You dirty cog psych mindfucker.
Once the wagon gets heavy enough, we are going to stop pulling it, no matter how hard the whip is applied.
OT: *.
My friend’s mom used to drive us to jiu-jitsu practice in a yellow Gremlin with a racing stripe when I was a little kid. On the way there we’d sing along to the AM radio and on the way back she’d stop at McDonald’s and buy us each a small french fry.
Mrs. O’Neil and the yellow gremlin. Possible band name.
Midget? Let me tell you something. In the showers after gym class, Sam’d wait for Merry to get his face all soapy, then he’d replace Merry’s loofa on a stick with his kronkus. Merry’s be all blind and yelling, “Gamgee, get off! I’m trying to exfoliate here!” And Sam’d be all like, “I’m tryin’ Mr Merry! I’m tryin’!” Hilarious. Guy cracked me up. Still laugh about it.
But seriously… Like Smeagol’s arm holding a grapefruit… used to call his morning wood “The rape of the Shire”.
I wonder whether it’s a comment on me that I associated the link to John Edwards immediately with midget junk and not with the two Americas part.
Once the wagon gets heavy enough, we are going to stop pulling it, no matter how hard the whip is applied.
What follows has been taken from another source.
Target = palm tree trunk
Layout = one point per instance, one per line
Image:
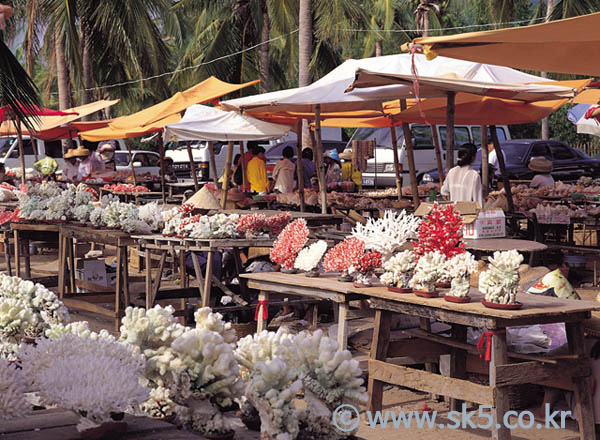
(264, 50)
(305, 37)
Whips I could probably get used to. But midget junk? I’ll pull like friggin’ Hercules.
He didn’t send photos of his hairy hobbit feet?
Ms. Elizabeth shouldbe thankful for that.
While easily able to dispense with her principles, Shannon’s hobbits would not leave her alone.
Sen Webb was seen turning midgets upside down and placing their cranks in his mouth, either as a traditional greeting, or for fun and profit.
that’s just how he rolls I guess
The Gremlin gets a bad rap. A V8 hatchback, America, fuck yeah!
From Cranky’s link:
I like this Jenn Q. Public.
“Once the wagon gets heavy enough, we are going to stop pulling it, no matter how hard the whip is applied.”
Atlas Tugged. And then stopped. Forget it, doesn’t work. No pun intended.
#20 B Moe:
If it is provocative and confrontational, then it is art! Because I have been told that all art is supposed to be provocative and confrontational.
It was definitely pushing the boundaries.
Obey!
Why I’m an angry conservative.
Montana is not Corey Haim’s heaven.
is this a midget thread?
cuz handsome scattering parched rodeo run around confused
derilict pee stained midgets are some of my best friends
the love that dare not speak its name
Midgets make awesome paella.
two midgets saunter into a bar..
a big taller midget with a bulbous freak head,,
and another tiny midget,,
so they climb up the barstools
and the big head midget turns to the tiny midget and says
“what are u drinking tom cruise.. it’s on me
just stop following me into the men’s restroom/ ok?”
midgets are at their best at the
“running of the bulls”
cuz bulls like to trample midgets first..
like an appetizer..
and midgets/as we all know
are easily sweepable off the streets after they’ve been run over..
shaken/ not stirred!
nazi midgets are the scariest tho
think…mm..joey goebbels
i hate when irish midgets pretend thy’re lepraucans
and say shit like “stay away from my lucky charms”
and they all like pretend to know where the pot of gold is ..
i hate them poseuors!
i just want to kick ’em..
except on st paddys day/ then i throw snakes at them and say
“drive this u worm”
russians use to strap midgets on them tanks
during ww 2/ in tank fights against the nazi
they would refer to them as the
“early warning system”
how many midgets can u strap on a t-34?
how many midgets can u put in a submarine..
i hear the military channel/ or pbs is
having an upcoming special called
“battle of the ww2 midgets”
can’t wait!
get ur popcorn! get ur popcorn here!